Vitamin D, Vitamin C and omega-3 essential fatty acids are key micronutrients that can support a healthy immune system. Key minerals are Zinc (beef, sesame seeds), Iron (red meat, seafood), Magnesium (pumpkin seeds, spinach) and Selenium (tuna, Brazil nuts). Phytonutrients which provide powerful antioxidants are also essential in immune support e.g. quercetin (onions), allicin (garlic), curcumin (turmeric), anthocyanin (elderberry), ellagic acid (raspberries) and resveratrol (red wine). We can get all these important nutrients from our food or from high quality supplements.
To boost your immune systems try making the following 5 adjustments to your diet:
- 3 portions of oily fish (mackerel, salmon, sardines, herring, anchovies) per week. They contain omega-3 fatty acids, EPA and DHA which may help to regulate the immune system.
- 1 portion of nuts (almonds, walnuts, hazelnuts, cashews, Brazil nuts) or seeds (pumpkin, sunflower, sesame, flax seed) per day. They contain antioxidant vitamins and minerals including vitamin A and E, selenium and zinc, which play a key role in regulating the immune system.

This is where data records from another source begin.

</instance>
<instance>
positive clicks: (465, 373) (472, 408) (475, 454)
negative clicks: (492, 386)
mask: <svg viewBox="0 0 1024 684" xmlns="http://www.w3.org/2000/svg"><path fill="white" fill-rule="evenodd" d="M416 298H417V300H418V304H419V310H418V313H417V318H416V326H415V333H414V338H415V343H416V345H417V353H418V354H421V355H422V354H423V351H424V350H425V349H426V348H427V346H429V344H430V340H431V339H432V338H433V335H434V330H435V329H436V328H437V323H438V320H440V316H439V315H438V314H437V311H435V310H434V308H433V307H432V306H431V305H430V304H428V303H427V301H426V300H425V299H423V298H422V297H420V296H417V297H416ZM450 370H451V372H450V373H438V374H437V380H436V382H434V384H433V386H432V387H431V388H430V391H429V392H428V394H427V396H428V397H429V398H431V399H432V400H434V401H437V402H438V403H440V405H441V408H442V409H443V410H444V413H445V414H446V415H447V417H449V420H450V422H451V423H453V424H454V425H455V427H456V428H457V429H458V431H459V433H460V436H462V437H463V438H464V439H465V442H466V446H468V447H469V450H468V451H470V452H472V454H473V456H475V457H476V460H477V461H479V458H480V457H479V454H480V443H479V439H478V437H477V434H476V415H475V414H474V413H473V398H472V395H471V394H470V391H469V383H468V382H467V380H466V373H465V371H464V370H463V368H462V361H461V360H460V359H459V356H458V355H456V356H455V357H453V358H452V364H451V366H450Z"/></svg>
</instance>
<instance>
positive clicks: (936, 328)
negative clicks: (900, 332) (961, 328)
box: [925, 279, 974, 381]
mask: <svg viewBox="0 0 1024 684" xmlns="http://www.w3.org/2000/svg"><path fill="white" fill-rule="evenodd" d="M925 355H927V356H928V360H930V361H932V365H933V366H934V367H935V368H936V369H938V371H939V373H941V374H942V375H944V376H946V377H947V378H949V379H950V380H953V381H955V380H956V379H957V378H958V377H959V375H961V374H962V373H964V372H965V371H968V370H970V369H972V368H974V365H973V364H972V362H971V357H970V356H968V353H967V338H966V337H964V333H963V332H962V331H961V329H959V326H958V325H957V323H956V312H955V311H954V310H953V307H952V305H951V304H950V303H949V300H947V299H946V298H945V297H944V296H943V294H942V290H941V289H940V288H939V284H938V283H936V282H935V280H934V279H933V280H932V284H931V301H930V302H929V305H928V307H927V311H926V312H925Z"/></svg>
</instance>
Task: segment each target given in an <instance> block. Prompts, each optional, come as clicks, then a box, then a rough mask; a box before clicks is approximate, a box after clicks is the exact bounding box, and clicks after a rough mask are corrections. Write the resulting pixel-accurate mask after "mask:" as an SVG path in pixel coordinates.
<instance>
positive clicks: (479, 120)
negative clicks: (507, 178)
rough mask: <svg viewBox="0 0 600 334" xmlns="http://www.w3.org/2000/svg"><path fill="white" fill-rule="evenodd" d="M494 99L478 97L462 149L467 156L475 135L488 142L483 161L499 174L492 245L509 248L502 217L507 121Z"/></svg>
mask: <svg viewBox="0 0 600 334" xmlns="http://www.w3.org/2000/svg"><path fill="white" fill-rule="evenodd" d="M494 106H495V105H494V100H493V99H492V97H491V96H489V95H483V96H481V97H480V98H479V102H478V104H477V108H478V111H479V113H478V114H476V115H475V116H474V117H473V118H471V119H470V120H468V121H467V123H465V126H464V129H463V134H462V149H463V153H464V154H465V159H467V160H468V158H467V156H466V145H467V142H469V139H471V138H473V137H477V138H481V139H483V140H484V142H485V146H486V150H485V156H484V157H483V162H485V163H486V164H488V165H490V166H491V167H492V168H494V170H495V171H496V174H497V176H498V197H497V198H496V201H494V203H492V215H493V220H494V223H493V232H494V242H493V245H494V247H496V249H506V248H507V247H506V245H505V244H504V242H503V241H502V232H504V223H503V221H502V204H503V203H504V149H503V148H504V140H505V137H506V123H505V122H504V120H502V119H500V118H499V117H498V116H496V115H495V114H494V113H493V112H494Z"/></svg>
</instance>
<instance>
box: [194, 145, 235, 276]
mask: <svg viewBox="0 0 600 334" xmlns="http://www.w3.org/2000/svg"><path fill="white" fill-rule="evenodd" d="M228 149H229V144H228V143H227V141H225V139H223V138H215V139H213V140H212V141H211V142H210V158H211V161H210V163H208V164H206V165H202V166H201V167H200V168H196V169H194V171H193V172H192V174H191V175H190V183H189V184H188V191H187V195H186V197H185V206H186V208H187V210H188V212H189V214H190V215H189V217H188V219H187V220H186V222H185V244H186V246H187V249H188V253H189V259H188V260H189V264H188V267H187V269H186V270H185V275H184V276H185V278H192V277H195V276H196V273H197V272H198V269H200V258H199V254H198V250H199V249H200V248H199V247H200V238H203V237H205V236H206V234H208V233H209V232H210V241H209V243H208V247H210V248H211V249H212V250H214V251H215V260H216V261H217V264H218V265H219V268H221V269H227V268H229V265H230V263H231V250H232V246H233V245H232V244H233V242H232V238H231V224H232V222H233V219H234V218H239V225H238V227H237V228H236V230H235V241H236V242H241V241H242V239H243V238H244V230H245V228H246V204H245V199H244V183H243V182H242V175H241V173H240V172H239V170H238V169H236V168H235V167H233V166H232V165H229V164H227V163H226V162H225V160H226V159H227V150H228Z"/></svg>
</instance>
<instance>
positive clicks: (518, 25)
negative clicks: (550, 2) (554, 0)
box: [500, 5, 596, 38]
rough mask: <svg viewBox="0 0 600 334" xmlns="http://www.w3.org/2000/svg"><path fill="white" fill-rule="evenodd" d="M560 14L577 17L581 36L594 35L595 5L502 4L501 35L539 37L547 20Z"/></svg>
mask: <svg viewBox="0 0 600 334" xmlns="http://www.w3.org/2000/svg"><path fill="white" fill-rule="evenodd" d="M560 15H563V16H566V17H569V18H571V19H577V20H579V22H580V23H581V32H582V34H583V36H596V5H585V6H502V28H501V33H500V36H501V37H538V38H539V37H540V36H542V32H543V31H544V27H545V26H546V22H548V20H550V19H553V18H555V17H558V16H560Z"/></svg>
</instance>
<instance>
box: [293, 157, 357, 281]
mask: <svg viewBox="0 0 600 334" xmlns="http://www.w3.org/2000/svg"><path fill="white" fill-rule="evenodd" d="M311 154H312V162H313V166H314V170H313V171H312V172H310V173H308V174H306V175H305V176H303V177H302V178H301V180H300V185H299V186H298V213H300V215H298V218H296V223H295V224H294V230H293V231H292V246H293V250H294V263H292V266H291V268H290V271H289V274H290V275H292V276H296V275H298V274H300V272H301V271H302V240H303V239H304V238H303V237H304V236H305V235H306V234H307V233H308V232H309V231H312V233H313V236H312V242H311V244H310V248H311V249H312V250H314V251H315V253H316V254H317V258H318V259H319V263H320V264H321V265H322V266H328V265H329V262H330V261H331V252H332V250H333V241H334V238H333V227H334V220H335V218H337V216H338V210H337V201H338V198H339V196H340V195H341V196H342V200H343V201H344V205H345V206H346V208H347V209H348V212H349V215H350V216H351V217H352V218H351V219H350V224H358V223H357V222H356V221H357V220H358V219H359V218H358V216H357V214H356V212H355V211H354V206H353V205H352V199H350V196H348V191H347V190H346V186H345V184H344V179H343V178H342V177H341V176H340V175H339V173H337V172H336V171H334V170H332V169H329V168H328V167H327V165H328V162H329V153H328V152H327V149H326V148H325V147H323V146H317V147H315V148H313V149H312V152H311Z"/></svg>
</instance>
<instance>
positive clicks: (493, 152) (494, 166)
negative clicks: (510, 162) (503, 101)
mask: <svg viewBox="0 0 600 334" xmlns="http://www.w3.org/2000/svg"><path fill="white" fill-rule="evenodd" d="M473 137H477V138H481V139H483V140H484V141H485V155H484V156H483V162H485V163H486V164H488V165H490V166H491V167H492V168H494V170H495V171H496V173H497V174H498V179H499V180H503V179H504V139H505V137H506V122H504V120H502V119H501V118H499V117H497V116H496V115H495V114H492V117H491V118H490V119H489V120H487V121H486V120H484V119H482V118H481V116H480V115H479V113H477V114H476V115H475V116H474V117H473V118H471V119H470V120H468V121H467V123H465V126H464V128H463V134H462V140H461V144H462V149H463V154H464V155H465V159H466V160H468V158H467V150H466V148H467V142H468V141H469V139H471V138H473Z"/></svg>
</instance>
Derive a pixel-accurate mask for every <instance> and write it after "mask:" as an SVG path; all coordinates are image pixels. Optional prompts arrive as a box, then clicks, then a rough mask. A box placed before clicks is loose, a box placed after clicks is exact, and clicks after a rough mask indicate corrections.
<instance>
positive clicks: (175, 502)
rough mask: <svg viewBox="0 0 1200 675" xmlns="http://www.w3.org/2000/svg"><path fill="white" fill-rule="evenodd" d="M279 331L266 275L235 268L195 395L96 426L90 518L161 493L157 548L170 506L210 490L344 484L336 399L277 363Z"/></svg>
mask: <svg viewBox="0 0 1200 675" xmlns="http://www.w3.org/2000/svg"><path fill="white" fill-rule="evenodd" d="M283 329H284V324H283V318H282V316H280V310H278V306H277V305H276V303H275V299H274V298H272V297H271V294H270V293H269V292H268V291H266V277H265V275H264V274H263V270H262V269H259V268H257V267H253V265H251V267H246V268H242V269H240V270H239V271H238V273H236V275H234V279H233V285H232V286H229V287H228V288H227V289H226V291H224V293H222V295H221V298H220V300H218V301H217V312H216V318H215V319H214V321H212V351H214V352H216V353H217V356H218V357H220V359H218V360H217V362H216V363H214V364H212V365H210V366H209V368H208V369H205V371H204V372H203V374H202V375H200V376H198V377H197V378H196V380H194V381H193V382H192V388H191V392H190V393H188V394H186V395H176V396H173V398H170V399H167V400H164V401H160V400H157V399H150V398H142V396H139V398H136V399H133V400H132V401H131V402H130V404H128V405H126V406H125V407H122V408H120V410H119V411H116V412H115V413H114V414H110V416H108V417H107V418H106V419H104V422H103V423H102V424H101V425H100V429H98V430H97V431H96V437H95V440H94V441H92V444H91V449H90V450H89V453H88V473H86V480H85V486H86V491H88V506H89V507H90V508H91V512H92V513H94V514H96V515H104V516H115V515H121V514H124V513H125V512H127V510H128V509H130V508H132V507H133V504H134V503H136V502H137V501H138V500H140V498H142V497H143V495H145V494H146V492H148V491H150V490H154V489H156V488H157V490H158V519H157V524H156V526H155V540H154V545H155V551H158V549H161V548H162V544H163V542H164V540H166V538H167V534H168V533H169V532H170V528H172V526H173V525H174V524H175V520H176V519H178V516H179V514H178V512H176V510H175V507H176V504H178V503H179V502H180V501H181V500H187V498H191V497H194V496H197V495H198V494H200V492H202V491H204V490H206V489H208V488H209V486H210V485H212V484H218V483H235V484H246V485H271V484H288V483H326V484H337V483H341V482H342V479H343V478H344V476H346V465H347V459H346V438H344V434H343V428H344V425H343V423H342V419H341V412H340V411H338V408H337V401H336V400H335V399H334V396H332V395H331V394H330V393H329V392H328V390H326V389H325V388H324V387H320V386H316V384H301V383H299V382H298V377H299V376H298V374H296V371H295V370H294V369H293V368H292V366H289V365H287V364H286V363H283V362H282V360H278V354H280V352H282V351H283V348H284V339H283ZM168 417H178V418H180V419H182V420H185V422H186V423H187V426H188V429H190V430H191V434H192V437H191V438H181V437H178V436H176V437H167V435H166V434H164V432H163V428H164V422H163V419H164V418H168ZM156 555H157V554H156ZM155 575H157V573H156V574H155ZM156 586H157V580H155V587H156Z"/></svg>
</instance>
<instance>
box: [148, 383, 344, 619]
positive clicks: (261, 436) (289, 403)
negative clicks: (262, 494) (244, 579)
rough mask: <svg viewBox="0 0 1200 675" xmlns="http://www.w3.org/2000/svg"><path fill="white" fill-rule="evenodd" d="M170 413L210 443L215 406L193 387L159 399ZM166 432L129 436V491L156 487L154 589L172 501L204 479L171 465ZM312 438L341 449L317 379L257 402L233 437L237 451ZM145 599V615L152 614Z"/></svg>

- 5-6 portions of highly coloured fruit and vegetables per day. They contain antioxidants, vitamins and minerals, and phytonutrients which may help to support the immune system. Examples include: dark green leafy vegetables, carrots, sweet potato, berries and beetroot.
- Herbs and spices – contain phytochemicals which have a strong regulatory impact on the immune system. Choose ginger, garlic, green tea and turmeric.
- Probiotics – potent immune regulators. Found in live yoghurt and unpasteurised fermented foods such as tamari, tofu, miso, tempeh, sauerkraut and kimchi, unpasteurised cheese and apple cider vinegar.
If you feel a cold coming on dose yourself with Echinacea, Vitamin C or a high quality manuka honey.